Let’s review pertinent data. Analyses at www.practicalpolicy.org, based on National Weather Service data, provide historic trends for Honolulu temperature and rainfall together with Central Pacific hurricane frequency. As for temperature, what readers will find is a 50-year trendline showing an average increase of three-tenths of 1 degree Fahrenheit per decade.
As for precipitation, readers will find two informative trend lines; the first shows a slightly declining 50- year trend. But analysis of the most recent 25 years shows an increasing rainfall trend. Thus, over a period of about 35 years, exactly flat.
Hurricanes reaching the Central Pacific from the Eastern Pacific over the past 50 years have averaged four per year. But the trend has been almost exactly flat, with a slight decline. And the past three years have been below the trend line.
In summary, three all-but-flat trendlines. Our hope is that readers will apply their own critical thinking on the matter — as opposed to repeating assertions of others without question.

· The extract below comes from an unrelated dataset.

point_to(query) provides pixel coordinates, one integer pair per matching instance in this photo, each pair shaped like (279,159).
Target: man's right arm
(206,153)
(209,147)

We all know that the Earth is currently going through a warm spell. But is fossil fuel usage the cause or is it due to variations in nature’s weather? The innuendo — even a United Nations definition — when we hear the term “climate change,” linked to almost every weather event, is human causation. How can that be since we all know the weather has always changed, well before fossil fuel usage?
The climate change narrative has one supposed evildoer, CO2 from fossil fuels. But this sidesteps by far the most abundant and important greenhouse gas in the atmosphere, nature’s water vapor — measured by absolute humidity, not relative humidity. Enter the need for “self-educating” about greenhouse gases, which, coupled with the sun’s infrared radiation, cause warming. We again encourage readers to visit the informational postings in the referenced website.
Readers will find that for a typical Hawaii day, when water vapor is 2% of the atmosphere, the ratio of water vapor to CO2 is 47 to 1. Even more significantly, 143 to 1 relative to the increase in CO2 since 1800 — an increase amounting to less than 2/100ths of 1% of the atmosphere. So how can the overwhelming differential between the two greenhouse gases be explained away?
The climate narrative postulates theories like amplification, feedback loops, and re-remitted heat. Determining what and who to believe leads to the need for even more self-education. Readers should further explore the referenced website for two easy-to-understand graphs about the sun’s infrared radiation.
What, then, is causing the current hot spell? First, the Earth has been gradually warming for hundreds of years from natural causes. Second, there will always be variability to weather patterns plus natural causes such as volcanic emissions. For example, the January 2022 Tonga eruption, according to NOAA, increased water vapor in the atmosphere by about 10% —which will contribute to global warming for the next five years.
So, what to do? To combat climate change (actually “weather change”), our Legislature has been pursuing CO2 emissions. Two consequential state laws, 100% renewable energy and net zero emissions, both by 2045, have effectively been marching orders to the state Public Utilities Commission and Hawaiian Electric. Wouldn’t it have been more prudent to focus resources on preparation for and adaptation to weather change? As a recent Pacific Business News editorial concluded: “As a matter of policy, we’ve been sacrificing basic resource management in favor of the climate crusade. That falls on lawmakers, and on all of us for letting them do so.”
Out of respect for those lives tragically lost in Lahaina, we suggest an end to the opportunistic rhetoric that the disaster was caused by climate change.
Retired businessman Clint Churchill and retired U.S. Air Force meteorologist John S.S. Kim represent the Practical Policy Institute of Hawaii.